A row of karate kids are performing mawashi geri kicks in unison to the cries of their teacher. Coincidentally, in the room next door, the Brownies are learning first aid. The next morning, a gaggle of pensioners arrive and are soon waltzing to wartime classics. Then, by the afternoon, a jumble sale is in full swing. One week later, dozens of people are queuing up to vote, hot on the heels of a neighbourhood forum discussing a contentious planning application.

These are just a few moments in the life of a humble village hall. More than any other building type, the village hall represents the ultimate multifunctional democratic space. It is a forum for raffles, cake sales, birthday parties, fitness classes, political meetings and more – a witness, as Jethro Marshall puts it, “to great human events – mostly for around £8 per hour”.

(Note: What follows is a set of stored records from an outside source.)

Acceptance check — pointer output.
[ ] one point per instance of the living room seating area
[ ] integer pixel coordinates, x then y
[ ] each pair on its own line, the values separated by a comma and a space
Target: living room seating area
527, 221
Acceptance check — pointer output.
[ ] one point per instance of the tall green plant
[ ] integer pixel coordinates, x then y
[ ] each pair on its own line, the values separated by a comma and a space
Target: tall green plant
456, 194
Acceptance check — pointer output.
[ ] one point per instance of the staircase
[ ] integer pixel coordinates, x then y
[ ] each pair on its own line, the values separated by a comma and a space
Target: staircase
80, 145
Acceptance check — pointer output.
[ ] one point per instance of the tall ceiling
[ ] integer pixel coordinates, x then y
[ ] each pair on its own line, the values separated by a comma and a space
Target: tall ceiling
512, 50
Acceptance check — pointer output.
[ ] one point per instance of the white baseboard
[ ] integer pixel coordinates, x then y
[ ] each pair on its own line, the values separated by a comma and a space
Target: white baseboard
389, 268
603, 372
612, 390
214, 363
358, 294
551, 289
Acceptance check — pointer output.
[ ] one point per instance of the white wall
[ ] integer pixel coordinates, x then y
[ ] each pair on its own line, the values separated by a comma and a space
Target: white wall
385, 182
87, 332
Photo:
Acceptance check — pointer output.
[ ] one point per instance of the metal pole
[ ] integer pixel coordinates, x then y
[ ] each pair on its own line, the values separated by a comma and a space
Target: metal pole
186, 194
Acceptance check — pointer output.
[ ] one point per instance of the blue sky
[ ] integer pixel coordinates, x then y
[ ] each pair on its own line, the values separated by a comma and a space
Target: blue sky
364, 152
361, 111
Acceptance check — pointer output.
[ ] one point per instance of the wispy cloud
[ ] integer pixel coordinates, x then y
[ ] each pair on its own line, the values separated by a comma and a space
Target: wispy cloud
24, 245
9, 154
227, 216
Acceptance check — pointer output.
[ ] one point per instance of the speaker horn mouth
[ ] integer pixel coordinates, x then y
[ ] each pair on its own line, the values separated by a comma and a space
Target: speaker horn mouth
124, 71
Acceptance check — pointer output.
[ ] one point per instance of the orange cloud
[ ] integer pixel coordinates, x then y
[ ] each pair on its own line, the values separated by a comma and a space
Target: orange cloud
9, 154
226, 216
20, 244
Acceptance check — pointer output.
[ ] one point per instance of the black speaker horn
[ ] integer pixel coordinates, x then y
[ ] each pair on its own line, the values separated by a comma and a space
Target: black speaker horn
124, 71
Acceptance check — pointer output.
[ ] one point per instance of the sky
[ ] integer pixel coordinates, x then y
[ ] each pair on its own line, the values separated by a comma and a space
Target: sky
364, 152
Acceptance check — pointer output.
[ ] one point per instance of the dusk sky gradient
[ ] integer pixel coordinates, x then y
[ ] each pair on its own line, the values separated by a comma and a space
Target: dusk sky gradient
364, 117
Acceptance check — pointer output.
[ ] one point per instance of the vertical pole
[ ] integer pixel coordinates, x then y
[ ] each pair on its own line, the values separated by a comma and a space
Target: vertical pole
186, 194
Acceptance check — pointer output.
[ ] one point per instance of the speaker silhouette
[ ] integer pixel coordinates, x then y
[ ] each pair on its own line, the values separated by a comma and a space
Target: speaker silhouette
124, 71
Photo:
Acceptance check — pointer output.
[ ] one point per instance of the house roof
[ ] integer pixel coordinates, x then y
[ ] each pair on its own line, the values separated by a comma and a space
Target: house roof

Marshall, a Dorset-based art director and photographer, has surveyed a range of village halls across the West Country for his latest book, Halls & Oats, a celebration of what he calls “utilitarian bucolic construction”. In the midst of the pandemic, his carefully framed black and white images, devoid of human life, take on a new level of pathos. The children’s parties have stopped, the Bums and Tums classes are postponed, Knit and Natter has been put on hold. Absent of the life that sustains them, village halls have become empty shells of promise, haunting symbols of a time when we could congregate – but also hopeful reminders that we might one day do so again.